После долгого, вполне размеренного снижения ее итоговый бросок был ослепительно быстрым. Задними когтями она зацепила и разорвала чайке шею, а после удара отскочила от жертвы, как щепка от разрубленного полена. Потом изящно прогнулась и, восстановив управление, поднялась над водой. Чайка со ста футов медленно спланировала вниз и распласталась на гальке. Самка сапсана села рядом и стала кормиться. Вся плоть была съедена. Голые кости смотрели в небо, как ребра потерпевшего крушение корабля.

27 марта

Из дубка, растущего в живой изгороди возле морской дамбы, доносились мягкие задумчивые мычащие звуки. Дерево было дуплистым, с коротким пузатым стволом и кроной, разросшейся вокруг большого дупла. Подойдя к дубку, я увидел над стволом макушку домового сыча. Он знал, что я здесь, и спустя минуту перешел на высокую ветку, чтобы лучше меня рассмотреть. Нас разделяли какие-то десять футов. Сыч моргнул; сперва обоими глазами, потом только левым глазом. Он согнул колени, словно совершая быстрый реверанс, и вытянул шею, так что та стала тонкой и длинной. Пушистые белые полосы над глазами задвигались и сморщились. Потом, будто смутившись, он вдруг отвел глаза.
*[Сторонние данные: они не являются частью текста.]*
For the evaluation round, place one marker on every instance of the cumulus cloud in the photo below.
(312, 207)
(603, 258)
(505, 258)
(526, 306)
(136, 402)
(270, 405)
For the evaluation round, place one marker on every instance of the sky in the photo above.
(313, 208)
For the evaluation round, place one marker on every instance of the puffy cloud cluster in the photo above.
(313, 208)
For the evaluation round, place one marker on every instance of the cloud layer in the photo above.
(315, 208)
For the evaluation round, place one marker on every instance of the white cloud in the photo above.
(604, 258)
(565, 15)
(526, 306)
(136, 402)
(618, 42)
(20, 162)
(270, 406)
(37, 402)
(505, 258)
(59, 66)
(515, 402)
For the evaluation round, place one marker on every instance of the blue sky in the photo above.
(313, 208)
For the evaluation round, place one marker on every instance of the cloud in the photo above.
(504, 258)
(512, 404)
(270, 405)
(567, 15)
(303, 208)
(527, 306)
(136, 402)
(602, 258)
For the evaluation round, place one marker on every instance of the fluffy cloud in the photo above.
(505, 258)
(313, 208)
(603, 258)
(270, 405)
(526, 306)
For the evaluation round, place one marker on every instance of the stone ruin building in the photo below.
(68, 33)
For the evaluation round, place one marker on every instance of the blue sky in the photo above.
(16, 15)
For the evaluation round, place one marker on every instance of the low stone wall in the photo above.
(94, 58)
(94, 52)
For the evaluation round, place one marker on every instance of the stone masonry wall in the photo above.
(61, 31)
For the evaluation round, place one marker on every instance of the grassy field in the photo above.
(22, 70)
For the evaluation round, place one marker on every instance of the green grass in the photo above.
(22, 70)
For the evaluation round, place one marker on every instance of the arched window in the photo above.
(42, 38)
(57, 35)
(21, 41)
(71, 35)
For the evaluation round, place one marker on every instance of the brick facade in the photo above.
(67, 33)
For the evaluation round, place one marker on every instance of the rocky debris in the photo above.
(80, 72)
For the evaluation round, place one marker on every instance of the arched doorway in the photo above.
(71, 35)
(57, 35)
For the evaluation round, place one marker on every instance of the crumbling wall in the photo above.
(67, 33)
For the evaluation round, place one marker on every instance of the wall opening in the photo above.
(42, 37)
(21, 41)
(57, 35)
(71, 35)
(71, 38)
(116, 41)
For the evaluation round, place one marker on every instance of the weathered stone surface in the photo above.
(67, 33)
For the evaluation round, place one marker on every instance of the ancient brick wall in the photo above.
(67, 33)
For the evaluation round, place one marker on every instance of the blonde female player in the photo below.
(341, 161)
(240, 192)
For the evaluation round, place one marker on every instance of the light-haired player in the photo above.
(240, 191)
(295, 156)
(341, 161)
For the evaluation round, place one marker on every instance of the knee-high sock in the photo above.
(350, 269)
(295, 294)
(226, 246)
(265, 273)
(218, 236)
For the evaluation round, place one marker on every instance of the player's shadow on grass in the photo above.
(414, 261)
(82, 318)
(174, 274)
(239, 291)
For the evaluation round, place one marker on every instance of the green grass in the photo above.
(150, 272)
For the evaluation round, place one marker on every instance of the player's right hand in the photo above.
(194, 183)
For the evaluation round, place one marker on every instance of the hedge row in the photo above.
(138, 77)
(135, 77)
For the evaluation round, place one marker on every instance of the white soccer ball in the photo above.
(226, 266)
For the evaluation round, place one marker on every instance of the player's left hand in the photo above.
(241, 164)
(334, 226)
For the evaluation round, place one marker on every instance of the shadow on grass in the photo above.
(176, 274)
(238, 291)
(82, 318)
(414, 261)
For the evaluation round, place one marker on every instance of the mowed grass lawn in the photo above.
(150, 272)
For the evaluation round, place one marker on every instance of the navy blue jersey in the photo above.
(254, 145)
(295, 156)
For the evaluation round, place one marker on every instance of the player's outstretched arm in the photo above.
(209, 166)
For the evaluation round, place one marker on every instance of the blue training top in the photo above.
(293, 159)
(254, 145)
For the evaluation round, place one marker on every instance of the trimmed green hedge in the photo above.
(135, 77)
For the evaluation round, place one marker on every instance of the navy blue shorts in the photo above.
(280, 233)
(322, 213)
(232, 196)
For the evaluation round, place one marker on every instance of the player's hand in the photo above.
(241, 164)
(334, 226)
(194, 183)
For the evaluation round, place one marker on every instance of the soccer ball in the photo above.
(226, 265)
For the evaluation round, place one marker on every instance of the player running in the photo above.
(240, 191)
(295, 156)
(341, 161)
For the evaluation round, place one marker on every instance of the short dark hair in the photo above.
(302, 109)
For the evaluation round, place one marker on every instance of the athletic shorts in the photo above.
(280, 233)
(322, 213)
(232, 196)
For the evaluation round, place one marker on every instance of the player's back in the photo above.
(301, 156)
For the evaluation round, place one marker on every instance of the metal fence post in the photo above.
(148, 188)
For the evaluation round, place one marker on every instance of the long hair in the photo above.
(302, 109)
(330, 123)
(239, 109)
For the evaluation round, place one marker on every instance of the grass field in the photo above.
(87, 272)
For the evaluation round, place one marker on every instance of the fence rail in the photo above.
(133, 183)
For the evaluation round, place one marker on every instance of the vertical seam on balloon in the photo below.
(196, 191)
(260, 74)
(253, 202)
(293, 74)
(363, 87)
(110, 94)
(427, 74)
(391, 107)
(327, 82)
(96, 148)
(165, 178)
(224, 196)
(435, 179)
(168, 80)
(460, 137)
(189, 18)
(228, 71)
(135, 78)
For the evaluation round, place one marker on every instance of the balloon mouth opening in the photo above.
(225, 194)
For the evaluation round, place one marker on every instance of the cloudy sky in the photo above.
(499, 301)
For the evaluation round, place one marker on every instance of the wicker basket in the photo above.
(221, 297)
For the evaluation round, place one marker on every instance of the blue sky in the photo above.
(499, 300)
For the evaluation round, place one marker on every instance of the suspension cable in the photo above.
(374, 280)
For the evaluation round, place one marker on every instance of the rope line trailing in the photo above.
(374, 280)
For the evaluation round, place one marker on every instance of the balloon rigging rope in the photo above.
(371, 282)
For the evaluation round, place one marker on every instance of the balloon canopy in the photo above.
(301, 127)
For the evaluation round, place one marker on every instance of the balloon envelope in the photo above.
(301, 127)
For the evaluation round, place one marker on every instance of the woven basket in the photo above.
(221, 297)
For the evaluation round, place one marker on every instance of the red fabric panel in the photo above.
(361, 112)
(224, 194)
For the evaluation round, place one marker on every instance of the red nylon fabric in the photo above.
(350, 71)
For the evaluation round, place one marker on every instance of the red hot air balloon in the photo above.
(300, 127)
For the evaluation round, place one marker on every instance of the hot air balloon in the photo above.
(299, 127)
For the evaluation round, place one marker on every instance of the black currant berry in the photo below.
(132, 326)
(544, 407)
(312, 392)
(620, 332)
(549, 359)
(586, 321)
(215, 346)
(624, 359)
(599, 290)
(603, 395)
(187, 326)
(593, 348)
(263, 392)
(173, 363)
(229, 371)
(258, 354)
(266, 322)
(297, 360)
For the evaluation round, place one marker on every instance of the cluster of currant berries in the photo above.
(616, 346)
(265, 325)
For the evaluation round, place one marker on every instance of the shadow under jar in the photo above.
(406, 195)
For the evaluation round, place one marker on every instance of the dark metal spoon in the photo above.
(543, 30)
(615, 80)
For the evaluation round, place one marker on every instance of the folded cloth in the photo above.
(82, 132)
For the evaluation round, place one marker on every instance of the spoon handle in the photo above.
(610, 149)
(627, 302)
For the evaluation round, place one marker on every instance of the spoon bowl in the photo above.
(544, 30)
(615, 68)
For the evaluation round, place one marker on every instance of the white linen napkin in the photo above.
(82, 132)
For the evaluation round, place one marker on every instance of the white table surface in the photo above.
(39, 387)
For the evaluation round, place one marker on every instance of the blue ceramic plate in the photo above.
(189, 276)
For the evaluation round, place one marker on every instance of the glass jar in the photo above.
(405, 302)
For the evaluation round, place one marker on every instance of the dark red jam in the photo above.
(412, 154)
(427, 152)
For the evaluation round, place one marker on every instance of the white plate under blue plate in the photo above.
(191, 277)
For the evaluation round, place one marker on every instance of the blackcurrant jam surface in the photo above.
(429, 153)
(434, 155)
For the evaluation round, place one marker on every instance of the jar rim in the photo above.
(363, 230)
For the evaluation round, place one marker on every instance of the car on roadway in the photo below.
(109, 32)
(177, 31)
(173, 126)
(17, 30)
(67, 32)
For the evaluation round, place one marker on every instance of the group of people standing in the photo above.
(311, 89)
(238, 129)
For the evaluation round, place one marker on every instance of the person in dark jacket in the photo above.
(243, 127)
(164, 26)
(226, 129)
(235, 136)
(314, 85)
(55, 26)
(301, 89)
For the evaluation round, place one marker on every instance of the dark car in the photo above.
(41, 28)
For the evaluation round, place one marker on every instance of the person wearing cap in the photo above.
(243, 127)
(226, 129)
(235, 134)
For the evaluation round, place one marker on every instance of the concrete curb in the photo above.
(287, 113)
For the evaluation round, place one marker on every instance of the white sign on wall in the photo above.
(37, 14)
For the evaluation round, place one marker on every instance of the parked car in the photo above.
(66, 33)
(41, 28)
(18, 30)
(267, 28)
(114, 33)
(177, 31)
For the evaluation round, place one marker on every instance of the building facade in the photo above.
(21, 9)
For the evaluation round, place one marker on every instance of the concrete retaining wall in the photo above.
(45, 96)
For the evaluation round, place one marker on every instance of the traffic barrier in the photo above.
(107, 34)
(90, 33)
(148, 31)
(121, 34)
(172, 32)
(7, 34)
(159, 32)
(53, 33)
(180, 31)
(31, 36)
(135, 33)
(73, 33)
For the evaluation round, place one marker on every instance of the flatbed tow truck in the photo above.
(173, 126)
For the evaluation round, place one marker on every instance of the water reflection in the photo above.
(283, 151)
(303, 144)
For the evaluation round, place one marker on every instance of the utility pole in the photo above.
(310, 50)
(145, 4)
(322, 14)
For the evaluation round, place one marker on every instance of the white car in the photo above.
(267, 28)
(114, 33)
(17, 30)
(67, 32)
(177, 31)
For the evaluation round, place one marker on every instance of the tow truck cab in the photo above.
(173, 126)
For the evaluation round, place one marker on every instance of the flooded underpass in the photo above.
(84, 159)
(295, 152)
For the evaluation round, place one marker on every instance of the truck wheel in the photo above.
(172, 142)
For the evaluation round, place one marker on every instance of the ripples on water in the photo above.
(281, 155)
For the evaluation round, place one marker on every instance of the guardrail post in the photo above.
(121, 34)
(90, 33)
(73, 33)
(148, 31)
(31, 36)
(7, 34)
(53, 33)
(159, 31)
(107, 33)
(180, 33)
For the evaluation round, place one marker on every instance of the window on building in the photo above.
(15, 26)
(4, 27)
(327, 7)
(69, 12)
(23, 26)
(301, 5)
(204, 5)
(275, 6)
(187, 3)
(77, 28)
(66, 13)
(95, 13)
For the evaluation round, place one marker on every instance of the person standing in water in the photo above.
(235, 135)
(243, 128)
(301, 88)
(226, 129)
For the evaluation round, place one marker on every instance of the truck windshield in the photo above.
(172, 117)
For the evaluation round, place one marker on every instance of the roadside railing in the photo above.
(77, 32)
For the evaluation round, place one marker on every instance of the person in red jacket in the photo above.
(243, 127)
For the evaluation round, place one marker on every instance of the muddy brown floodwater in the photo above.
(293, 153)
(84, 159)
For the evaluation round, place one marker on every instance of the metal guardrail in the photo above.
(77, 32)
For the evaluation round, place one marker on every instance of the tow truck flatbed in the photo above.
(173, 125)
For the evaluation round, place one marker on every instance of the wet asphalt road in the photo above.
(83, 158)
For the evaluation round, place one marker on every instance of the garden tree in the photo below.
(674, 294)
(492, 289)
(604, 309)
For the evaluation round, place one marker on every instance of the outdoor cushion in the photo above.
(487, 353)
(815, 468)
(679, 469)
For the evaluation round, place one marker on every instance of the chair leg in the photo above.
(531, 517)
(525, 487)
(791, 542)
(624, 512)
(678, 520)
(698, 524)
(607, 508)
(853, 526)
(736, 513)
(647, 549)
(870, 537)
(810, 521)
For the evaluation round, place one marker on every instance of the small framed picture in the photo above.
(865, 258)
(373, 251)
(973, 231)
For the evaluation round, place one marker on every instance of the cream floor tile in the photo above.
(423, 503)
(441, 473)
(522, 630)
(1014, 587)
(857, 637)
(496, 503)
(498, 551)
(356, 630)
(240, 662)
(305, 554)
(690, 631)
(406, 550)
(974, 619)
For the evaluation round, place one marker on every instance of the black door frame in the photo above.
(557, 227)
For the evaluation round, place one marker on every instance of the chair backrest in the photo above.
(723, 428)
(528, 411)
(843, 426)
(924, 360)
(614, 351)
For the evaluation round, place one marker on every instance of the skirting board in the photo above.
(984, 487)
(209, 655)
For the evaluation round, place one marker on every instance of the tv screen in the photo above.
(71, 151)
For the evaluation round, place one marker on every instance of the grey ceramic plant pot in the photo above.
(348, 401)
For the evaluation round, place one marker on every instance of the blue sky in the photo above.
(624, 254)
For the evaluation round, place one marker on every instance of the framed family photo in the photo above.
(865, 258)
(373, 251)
Глядя на свои переступающие лапы, сыч забрался чуть выше по ветке и обернулся, чтобы еще раз рассмотреть меня. Я медленно поднял бинокль. Сыч вздрогнул и втянул голову в плечи. Но он был таким же любопытным, как я, и несколько минут он глядел прямо в линзы бинокля. Огромные круглые глаза были светлыми, хотя и совершенно невыразительными, как бы нарисованными на лице. Черный зрачок был той же ширины, что ярко-желтая радужка. Сыч часто моргал, и серые мигательные перепонки на его глазах отвратительно щелкали, будто это были глаза куклы. Казалось, он не был сосредоточен на мне. Я мало что для него значил. Я был как фотография-обманка; если предмет на ней нельзя узнать, то и какая разница, что он собой представляет. Интерес сыча ослабевал, он уже отводил от меня глаза. Потом он совсем обо мне позабыл и спустился в свое дупло. Я был снаружи, а он внутри дерева, и ему не о чем было со мной разговаривать.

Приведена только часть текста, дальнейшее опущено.